Along the side of the property a graceful cedar fence serves as the backdrop. A sweet miniature hosta garden mingles with taller evergreens, creeping groundcovers, ferns and a variegated red twig dogwood leading the way to a shady canopied pathway beside the barn. A rock border creates a curved line back as far as the eye can see. Now, five years since the garden’s creation, moss is beginning to grow on the rocks and some of the plants are starting to drape over and extend beyond the border giving the garden a comfortable, mature feel.
Just beyond the barn, a flat stone walkway creatively covers a notorious section where Buron has had a hard time getting grass to grow. Today it is filled nicely with moss and creeping veronica philaforma, a soft transition into a larger rounded garden. Around the shady perimeter are astilbe, ferns, primulas, and groundcovers such as the brilliant yellow creeping Jenny and the shiny-leafed European ginger.
The central bed gets a bit more light and offers blooms such as Lobelia, Cardinal Flower, cimicifuga, and daylilies, combined with an artistic collage of green-leafed hostas, ladies mantle, and epimedium. In order to add height and interest to the mostly low-lying garden many trees, climbing vines and ornamental shrubs such as kiwi vine, veriegated honeysuckle, dogwood, and the purple heartshaped leaves of forest pansy redbud dot the garden.
The garden continues down a woodland path of magical dimensions, which opens into a sun-drenched summertime field. Buron has planted a few favorites such as bee balm and raspberries here but for the most part lets wildflowers grow as they will. A walking path is mowed through the field and allows the visitor to marvel at the magnificently quiet retreat, right in the middle of town!

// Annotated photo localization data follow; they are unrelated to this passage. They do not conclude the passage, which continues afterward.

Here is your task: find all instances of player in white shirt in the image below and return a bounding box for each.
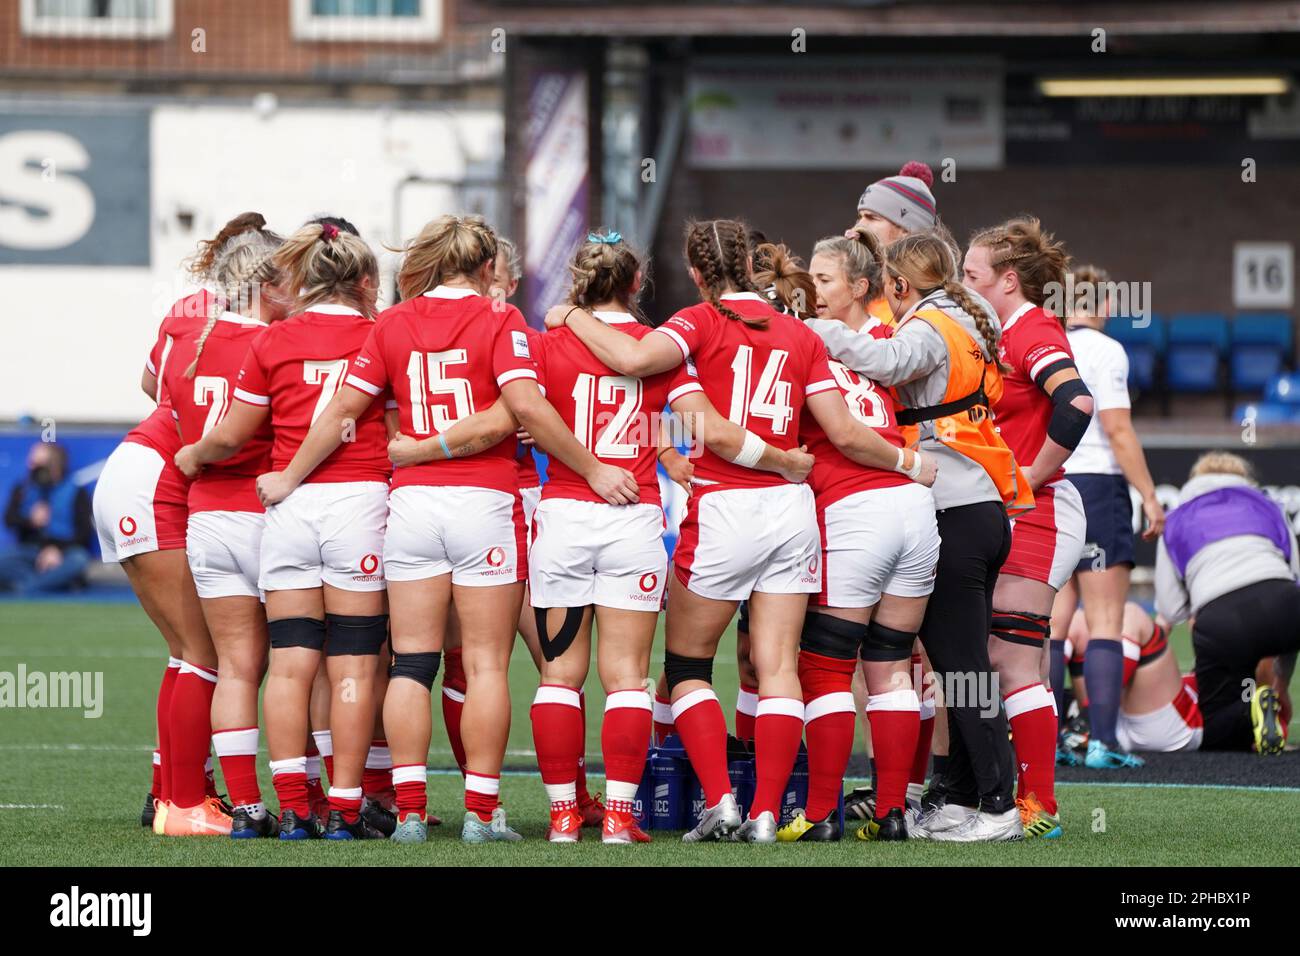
[1050,265,1165,768]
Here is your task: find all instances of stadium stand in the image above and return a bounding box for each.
[1230,312,1294,395]
[1166,313,1229,395]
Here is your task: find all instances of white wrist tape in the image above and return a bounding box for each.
[895,447,923,479]
[731,430,767,469]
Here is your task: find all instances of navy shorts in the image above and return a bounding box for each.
[1066,473,1135,573]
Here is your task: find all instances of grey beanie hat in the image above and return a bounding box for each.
[856,161,937,232]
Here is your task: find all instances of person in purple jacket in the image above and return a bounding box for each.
[1155,452,1299,753]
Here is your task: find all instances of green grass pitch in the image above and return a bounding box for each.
[1,600,1297,866]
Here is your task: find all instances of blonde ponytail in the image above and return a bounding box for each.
[274,222,379,318]
[395,215,497,302]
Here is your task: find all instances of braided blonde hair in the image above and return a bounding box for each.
[885,232,1007,371]
[185,211,272,283]
[566,234,645,322]
[395,215,497,302]
[274,223,378,318]
[185,230,284,378]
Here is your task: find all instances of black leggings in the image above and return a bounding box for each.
[919,500,1015,813]
[1193,578,1300,751]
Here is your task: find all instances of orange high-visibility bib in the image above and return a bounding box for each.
[894,308,1035,516]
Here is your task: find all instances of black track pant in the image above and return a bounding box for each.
[918,500,1015,813]
[1193,578,1300,751]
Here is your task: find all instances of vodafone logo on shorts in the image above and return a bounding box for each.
[353,553,382,583]
[808,554,820,575]
[480,546,512,577]
[116,514,150,548]
[800,552,822,586]
[629,571,661,604]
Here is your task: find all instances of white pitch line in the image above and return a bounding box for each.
[0,647,162,659]
[0,803,65,809]
[0,742,539,758]
[0,744,154,752]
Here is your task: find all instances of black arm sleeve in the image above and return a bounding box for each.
[1046,377,1093,451]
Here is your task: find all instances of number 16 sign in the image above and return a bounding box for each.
[1233,241,1294,309]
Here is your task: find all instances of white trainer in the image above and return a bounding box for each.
[908,802,977,840]
[926,807,1024,843]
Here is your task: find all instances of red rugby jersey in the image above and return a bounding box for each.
[515,326,543,489]
[536,310,703,506]
[994,302,1076,486]
[655,293,836,494]
[800,318,908,508]
[235,305,390,485]
[163,312,274,514]
[346,286,537,494]
[125,291,215,457]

The Buron Garden has obviously been a labor of love, of experimentation, learning, and success. It has undergone a complete transformation from the original “plain-Jane” look. At moments the results feel as refined as an arboretum, and at others feel as magical and wild as a summer’s day. Buron has packed a lot into a very small and shady garden with aplomb!

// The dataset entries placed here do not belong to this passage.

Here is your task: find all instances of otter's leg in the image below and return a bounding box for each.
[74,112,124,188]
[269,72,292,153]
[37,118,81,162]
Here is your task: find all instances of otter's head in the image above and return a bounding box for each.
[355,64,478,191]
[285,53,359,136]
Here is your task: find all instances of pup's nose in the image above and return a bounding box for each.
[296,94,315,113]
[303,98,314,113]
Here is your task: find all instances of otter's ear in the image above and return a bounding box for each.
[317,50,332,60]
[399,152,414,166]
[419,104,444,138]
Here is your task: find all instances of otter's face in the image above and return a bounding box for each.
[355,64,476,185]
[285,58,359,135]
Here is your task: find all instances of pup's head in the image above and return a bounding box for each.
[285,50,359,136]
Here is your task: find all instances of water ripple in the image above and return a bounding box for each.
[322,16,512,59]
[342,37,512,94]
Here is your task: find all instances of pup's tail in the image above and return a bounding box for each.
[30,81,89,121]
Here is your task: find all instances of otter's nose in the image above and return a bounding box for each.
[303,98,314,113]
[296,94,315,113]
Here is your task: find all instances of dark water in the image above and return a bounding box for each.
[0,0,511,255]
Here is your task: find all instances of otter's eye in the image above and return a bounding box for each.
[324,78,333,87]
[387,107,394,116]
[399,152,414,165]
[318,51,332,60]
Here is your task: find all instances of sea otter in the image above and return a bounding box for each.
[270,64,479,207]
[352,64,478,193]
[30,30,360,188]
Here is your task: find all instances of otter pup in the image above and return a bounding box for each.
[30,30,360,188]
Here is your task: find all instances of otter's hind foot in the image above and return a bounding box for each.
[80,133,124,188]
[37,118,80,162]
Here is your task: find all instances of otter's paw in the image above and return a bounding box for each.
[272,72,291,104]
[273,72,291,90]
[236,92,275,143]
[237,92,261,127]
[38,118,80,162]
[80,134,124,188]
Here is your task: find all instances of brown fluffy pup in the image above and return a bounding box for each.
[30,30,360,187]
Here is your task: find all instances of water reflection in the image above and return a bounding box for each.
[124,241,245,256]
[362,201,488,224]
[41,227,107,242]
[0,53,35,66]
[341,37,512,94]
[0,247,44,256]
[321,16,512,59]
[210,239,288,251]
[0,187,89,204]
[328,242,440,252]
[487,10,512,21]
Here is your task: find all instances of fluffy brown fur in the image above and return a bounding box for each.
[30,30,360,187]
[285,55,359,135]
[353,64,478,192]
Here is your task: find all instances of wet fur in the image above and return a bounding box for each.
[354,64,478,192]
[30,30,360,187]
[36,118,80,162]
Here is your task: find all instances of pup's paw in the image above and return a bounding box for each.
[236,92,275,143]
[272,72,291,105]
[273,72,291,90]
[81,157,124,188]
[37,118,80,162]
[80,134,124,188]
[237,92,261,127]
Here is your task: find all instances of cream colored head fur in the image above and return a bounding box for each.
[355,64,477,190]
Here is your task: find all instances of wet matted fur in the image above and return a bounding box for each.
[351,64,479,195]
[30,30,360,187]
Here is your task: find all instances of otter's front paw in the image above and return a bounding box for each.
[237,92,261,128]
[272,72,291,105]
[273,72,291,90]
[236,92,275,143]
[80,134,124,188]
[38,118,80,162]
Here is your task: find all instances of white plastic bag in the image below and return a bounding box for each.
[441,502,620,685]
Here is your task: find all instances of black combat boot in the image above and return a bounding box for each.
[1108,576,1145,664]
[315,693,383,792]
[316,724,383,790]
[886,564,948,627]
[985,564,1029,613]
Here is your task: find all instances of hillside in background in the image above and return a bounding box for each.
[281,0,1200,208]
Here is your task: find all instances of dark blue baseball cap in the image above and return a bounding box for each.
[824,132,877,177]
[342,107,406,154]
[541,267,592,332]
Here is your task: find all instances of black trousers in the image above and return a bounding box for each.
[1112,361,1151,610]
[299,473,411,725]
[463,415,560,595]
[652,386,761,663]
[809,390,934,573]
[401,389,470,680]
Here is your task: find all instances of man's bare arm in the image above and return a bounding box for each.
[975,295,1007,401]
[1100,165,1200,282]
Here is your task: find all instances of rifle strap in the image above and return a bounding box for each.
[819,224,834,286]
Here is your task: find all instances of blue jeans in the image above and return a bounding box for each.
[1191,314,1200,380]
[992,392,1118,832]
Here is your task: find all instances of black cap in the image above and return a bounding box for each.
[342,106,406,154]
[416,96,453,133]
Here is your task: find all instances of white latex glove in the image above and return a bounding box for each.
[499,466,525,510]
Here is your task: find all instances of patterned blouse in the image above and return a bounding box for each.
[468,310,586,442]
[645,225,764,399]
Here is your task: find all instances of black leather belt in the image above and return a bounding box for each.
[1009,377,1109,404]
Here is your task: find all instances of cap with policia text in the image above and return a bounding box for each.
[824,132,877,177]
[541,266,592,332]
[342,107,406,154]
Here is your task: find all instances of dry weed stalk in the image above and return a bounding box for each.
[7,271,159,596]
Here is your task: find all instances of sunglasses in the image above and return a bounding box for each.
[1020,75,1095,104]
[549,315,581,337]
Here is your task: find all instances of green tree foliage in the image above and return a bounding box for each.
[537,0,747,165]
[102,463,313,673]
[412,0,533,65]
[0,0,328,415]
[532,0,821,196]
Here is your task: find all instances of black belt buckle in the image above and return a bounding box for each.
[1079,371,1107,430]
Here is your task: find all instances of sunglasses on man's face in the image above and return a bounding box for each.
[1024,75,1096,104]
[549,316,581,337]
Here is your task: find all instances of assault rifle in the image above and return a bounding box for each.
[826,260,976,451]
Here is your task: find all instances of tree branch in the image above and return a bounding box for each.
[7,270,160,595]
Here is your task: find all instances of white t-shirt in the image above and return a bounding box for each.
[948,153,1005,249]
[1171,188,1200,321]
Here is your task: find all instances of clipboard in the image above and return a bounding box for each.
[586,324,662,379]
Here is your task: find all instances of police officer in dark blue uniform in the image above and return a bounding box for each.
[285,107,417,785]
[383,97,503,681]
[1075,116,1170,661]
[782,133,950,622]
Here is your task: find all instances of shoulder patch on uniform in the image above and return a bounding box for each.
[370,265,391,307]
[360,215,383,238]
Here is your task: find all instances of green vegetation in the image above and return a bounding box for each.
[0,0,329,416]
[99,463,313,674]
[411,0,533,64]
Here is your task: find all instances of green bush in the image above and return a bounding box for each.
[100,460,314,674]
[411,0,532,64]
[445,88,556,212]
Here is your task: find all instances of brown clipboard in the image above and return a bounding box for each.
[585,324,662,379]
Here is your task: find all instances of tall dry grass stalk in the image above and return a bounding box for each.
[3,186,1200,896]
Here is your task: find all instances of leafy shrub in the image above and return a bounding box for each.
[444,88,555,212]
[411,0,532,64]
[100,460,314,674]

Directions to 101 Congress Street, Belfast: From Post Office Square in Belfast go up Main Street hill to a left on Congress Street. Follow Congress Street for several blocks until you reach 101 Congress. House is on the right. Once you get close follow the yellow Open Garden arrows.
Tickets can be purchased at each garden on the day of the tour for a donation of $4 for one garden, or $15 for a five-visit ticket. Proceeds from the 2010 Open Garden Days will benefit the Belfast Garden Club’s civic beautification projects.
The 5th annual Belfast Garden Club Open Garden Days feature 14 gardens from Belfast to Searsport, Jackson to Orland and in between. One garden per week will be open to the public from 10-4 Fridays, through September 10.
The next Open Garden will take place August 13 at the Newforest Institute Gardens, 66 Monroe Hwy (Rt.139), Brooks. This educational nonprofit has 8 acres of demonstration vegetable, herb and flower gardens plus an “edible forest” including fruit & nut trees and berries. See a seedling house, cold frames, garlic berm, mushroom logs, terraced gardens that also serve as a water collection system, sheet mulched beds and a 2-position movable greenhouse.